By Hiroaki Kono, University of Missouri

I want to break a stereotype about college students and finance.

“You don’t need to care about money if you receive a grant-type scholarship.”

No. That is NOT true.

As a master’s student at the School of Journalism at the University of Missouri, I receive a scholarship from an organization based on where I am from, Japan.

The scholarship covers all the tuition for the two years. Besides, the agency sends me around $1,000 every month. Furthermore, it is a grant. It means you do not have to repay.

Sounds amazing? Not so much.

The housing fee is $625 per month Then a monthly utility fee is about $80, and one laundry costs $2.5. The sum is already nearly 75% of my scholarship. That 75% does not include food at all. We must eat every day, and I guess eating is the only joyful moment for stressed college students.

If I do grocery shopping once a week to get food that I will cook at home, when a month ends, I have almost no money in my hands. No traveling, no movies, no restaurants. Still, I helplessly see $1,000 gone every month.
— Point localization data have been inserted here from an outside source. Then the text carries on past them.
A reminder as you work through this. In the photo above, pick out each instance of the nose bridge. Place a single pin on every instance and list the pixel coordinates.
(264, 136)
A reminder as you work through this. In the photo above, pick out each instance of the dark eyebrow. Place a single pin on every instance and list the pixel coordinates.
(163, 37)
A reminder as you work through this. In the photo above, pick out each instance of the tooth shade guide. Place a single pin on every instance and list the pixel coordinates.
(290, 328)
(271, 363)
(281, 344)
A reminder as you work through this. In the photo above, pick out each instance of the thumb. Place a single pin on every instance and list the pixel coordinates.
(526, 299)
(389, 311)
A website of College Board, a not-for-profit organization, shows that 75% of full-time college students in the U.S. receive either grant or loan-based scholarships. An article from the U.S. News & World Report said 58% of students graduated from American colleges from 2012-2018. Experts who oversee a college’s finance and enrollment say the financial struggle is the most common reason for dropping out of college.
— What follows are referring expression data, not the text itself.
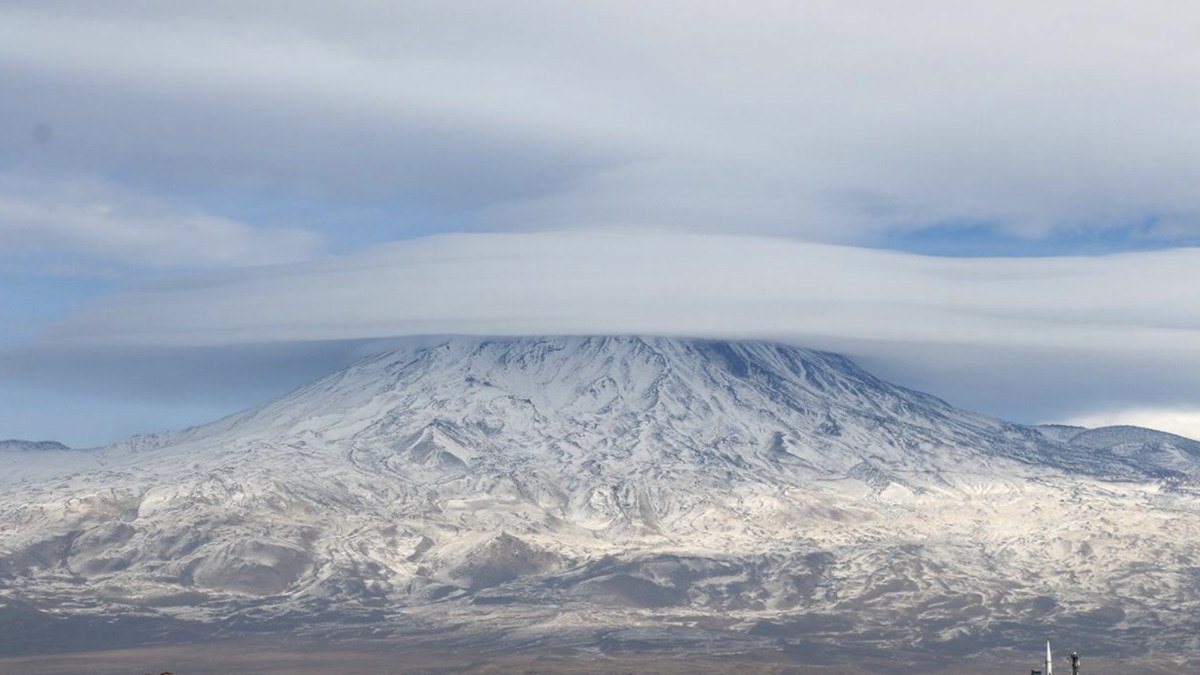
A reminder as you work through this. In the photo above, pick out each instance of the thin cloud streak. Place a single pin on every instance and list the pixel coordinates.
(833, 121)
(669, 284)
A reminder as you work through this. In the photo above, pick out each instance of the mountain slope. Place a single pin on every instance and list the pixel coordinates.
(484, 488)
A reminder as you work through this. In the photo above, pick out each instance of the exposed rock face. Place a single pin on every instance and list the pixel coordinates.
(577, 491)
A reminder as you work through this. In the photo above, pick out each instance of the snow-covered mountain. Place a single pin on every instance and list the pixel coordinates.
(13, 444)
(616, 491)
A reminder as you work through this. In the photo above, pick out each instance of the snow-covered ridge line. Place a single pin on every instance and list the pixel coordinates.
(744, 479)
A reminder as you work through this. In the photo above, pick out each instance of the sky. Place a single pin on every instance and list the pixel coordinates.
(204, 204)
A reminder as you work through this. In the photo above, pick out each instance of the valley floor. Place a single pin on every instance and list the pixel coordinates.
(270, 656)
My story of money flying away shows that anyone – a person sitting next to you in class or you will have to choose to drop out even if there is a motivation to study.
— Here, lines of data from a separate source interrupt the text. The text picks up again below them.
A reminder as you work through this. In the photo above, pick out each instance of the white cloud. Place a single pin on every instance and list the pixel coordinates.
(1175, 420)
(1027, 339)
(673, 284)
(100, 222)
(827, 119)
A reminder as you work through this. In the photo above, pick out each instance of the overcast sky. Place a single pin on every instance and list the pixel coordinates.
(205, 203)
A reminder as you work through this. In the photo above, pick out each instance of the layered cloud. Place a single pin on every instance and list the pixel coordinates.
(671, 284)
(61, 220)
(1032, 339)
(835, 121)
What makes dropping out of college tricky is the long-lasting effect.

The Bureau of Labor Statistics shows that there was a gap of $461 in median weekly earnings in 2017 between those who have a bachelor’s degree and people whose educational attainment is a high school diploma.

Again, $461 is the gap in weekly earnings. It becomes more than $1,600 in a month and more than $20,000 in a year. The data suggest that dropping out does not mean the relief from the burden of paying tuition, but an entrance of new, and life-long financial struggles.

If you are a college student, my advice is to graduate. The work to obtain an undergraduate or a graduate degree pays off after you graduate.

Then, what should we do to “hang in there,” surviving stresses from class assignments, roommates, long day with study and a part-time job, and unstable financial conditions?

The solution I have come up with is very simple, check your bank account every day. If you spend money, your balance decreases. If you do not care about your spending, well, money does not have an auto-stop function.

If we, college students, are too helpless to change the current society that costs nearly $1,000 of money to live with little enjoyment, what we need to do is to care about how we spend money as the first step to revise your money usage. Whether or not you receive financial aids, it can be too late when realizing that you are in financial struggles. If you think you are not in financial struggles, but in a tight budget, check your bank account right now and plan future spending.

Making a financial plan is an investment in your future, and you can invest without paying a penny!

Hiroaki Kono is a student at University of Missouri.